En conclusion, nous considérons que l’inflation jouera un rôle important au cours des prochaines années. Évidemment, de nombreuses forces désinflationnistes sont encore à l’œuvre, mais à notre avis les grandes directions ne sauraient être plus claires.

A notre avis, il faut considérer les perspectives d’inflation en trois phases. Dans la première, qui se déroulera probablement au cours des prochains mois, l’inflation devrait augmenter fortement en raison de la hausse des prix des matières premières, d’effets de base défavorables et de hausses de prix particulières sur les services les plus sérieusement affectés par la pandémie. Si cette opinion fait largement consensus, elle pourrait néanmoins surprendre le marché - les prix mondiaux du pétrole et des denrées alimentaires ont augmenté de plus de 25 % depuis le début de l’année.

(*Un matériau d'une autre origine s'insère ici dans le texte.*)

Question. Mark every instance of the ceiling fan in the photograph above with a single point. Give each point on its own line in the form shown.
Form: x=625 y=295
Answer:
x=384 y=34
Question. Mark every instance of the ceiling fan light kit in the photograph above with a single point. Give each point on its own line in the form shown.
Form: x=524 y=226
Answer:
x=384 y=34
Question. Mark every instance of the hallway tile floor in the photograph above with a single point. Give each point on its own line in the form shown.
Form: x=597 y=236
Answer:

Toutefois, la hausse de l’inflation ne devrait pas se maintenir. La deuxième phase devrait commencer au troisième trimestre, lorsque ces perturbations auront affecté le système en profondeur. Au cours de cette seconde phase, l’inflation dépendra du niveau des capacités disponibles dans l’économie mondiale. Selon nous, les taux de chômage élevés, les faibles taux d’utilisation des capacités de production et les niveaux de dépenses encore bien inférieurs à ceux de la fin de 2019 suggèrent qu’il existe encore une importante marge résiduelle. Si l’avenir nous donne raison, le rebond de la demande stimulera la croissance mais n’aura qu’un impact minime sur les prix, et l’inflation se stabilisera au second semestre 2021 et au début 2022 autour des niveaux cibles.

Nous atteindrons la troisième phase lorsque le rebond de la demande aura épuisé les capacités inutilisées restantes et que l’économie mondiale aura retrouvé son niveau maximal de fonctionnement. L’évolution de l’inflation dépendra alors essentiellement des décisions politiques. Ceux qui craignent une hausse durable de l’inflation semblent prédire que les décideurs politiques choisiront de laisser l’inflation dépasser largement les niveaux cibles actuels, mais on ne voit pas clairement pourquoi il devrait en être ainsi. Comme l’ont montré les années 1970, une inflation plus élevée n’aide pas les pays à réduire leur niveau d’endettement. Les avantages d’une croissance accrue du PIB nominal sur le ratio dette/PIB sont rapidement érodés par l’impact de la hausse des taux d’intérêt. Et lorsque les décideurs politiques sont finalement contraints de lutter contre l’inflation en augmentant les taux d’intérêt, la croissance du PIB chute et les ratios d’endettement augmentent.

Comme les années 1970 l’ont aussi montré, une inflation plus élevée a des effets négatifs sur presque toutes les catégories d’actifs, y compris les actions. Lorsque l’inflation augmente, la prime de terme des obligations s’accroît, les taux d’intérêt réels augmentent et la valorisation des actions se détériore. Le rendement total réel de l’indice S&P 500 a été en moyenne de 0,6 % par an au cours de la dernière décennie. On ne voit pas précisément pourquoi les décideurs politiques voudraient nous ramener à un tel environnement.